VALIENTE: Well, it is sort of complicated. They lost over 30,000 poles, energy. And then, on top of that, we had over 933 trees -- I'm talking about large trees, five, six feet in diameter that fell, and a great portion of those trees that fell, fell on to power lines, became entangled, pulled down other poles. So it's a complicated issue to try to mitigate.

Clearly, we're going to have to look at individuals who have trees in their front lawns, especially on parish right of ways where we're going to have to rethink this. And those trees are going to have to be removed. I'm not saying that they will, but I'm already -- I'm already aware that that discussion is occurring. And so that's one way we could cut down on the number of transmission lines that are damaged during a storm.

But you have to remember, we had -- we clocked winds up to 147 miles an hour for three hours. If you look back at Hurricane Michael with Mexico Beach, you saw the level of devastation that occurred there, which is -- it goes through an area, flattens it out, much like a tornado does.

SCIUTTO: Yes. Exactly. I mean those are tornado-strength winds in the midst of a hurricane.

VALIENTE: Absolutely.

SCIUTTO: Joe Valiente, thanks so much. We know you've got a lot of work to do in these coming days to get things back. So we appreciate you taking the time.

VALIENTE: Yes, sir. Thank you for having us.

SCIUTTO: Still to come this hour, Democratic negotiations once again at a standstill. Senator Joe Manchin, bucking the party, attempting to slash President Biden's economic spending proposal by about two- thirds. Where does that leave these negotiations?

And we are moments away from the opening bell on Wall Street. Futures overall relatively flat this morning but down slightly, pointing towards another potentially down day for the S&P 500. The Dow fell more than 200 points before yesterday's close. Investors concerned about spiking coronavirus cases and the latest jobs report, which you'll remember came in way below expectations.

We are keeping a close eye on all of it. Please stay with us.

(COMMERCIAL BREAK)

[09:28:17]

SCIUTTO: Right now, Democratic lawmakers are, this may sound familiar, still struggling to come to an agreement over President Biden's economic package. Senator Joe Manchin is now signaling to his colleagues he is only willing to support $1 trillion to $1.5 trillion in spending. That is just about a third of the original Democratic proposal.

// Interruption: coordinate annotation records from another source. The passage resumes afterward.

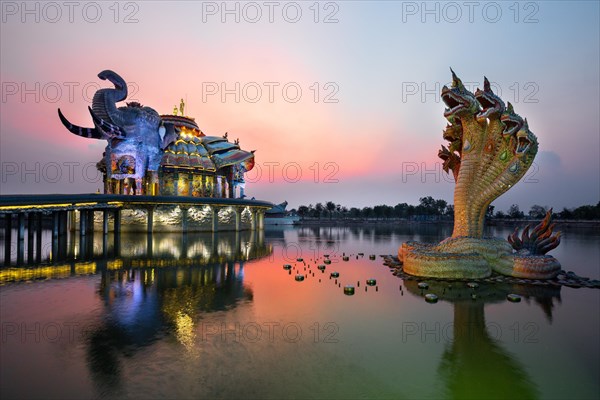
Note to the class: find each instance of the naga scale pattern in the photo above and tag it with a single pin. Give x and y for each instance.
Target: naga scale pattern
(490, 149)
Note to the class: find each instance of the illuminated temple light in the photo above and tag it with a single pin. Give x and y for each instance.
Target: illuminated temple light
(113, 265)
(85, 268)
(184, 326)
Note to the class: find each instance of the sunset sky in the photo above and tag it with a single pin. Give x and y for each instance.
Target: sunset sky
(340, 99)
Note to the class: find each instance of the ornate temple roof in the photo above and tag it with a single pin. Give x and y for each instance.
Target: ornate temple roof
(193, 149)
(186, 122)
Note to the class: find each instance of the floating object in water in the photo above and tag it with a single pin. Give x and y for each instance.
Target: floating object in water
(431, 298)
(515, 298)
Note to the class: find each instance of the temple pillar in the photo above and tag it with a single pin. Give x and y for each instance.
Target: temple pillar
(20, 237)
(63, 221)
(30, 232)
(117, 231)
(38, 238)
(253, 223)
(150, 219)
(261, 220)
(184, 219)
(83, 222)
(238, 218)
(91, 214)
(214, 218)
(105, 222)
(7, 237)
(218, 186)
(72, 221)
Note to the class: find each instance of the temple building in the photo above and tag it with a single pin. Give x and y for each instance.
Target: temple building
(152, 154)
(192, 165)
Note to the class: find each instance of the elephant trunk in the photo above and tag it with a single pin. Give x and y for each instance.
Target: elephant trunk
(104, 102)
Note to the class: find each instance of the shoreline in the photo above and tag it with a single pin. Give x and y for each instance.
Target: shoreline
(396, 221)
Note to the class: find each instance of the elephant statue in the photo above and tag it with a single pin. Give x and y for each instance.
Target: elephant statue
(136, 135)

House Speaker Nancy Pelosi rejected Manchin's call for a strategic pause on moving forward, saying that that might sink the infrastructure bill if reconciliation, the process for the larger budget, fails in the Senate.

CNN congressional correspondent Lauren Fox is live on Capitol Hill.

So, Lauren, we should note, Manchin is not the only one who's expressed reservations about that top line figure. I guess my question is, is this part of a negotiation which always happens with these bills, or is it a more -- potentially a more severe threat to coming to final agreement?

LAUREN FOX, CNN CONGRESSIONAL CORRESPONDENT: Well, look, Jim, I think this is about leverage. And we're going to know more when the Senate returns next week. But in a 50/50 Senate, any one member -- and it has repeatedly been Senator Joe Manchin -- has a lot of sway over this process.

Like you said, he had called for this strategic pause last week. He also now is telling lawmakers privately, his colleagues, that he would support a proposal around that $1 trillion to $1.5 trillion number. But he's also flexible. He wants to ensure that there are pay-fors. But, like you said, he is not the only Democrat with concerns.

And this isn't the only issue. The top line number, how much you spend on this package, that's just one problem that Democrats are going to have to work through in the days and weeks ahead. Another big sticking point is over how to pay for this package. There's going to be a lot of disagreements among progressives and moderates about how high to raise taxes to try to raise revenue and fully pay for this package.

[09:30:02]

There's also going to be disagreements about what to include, how much are you going to expand the child tax credit.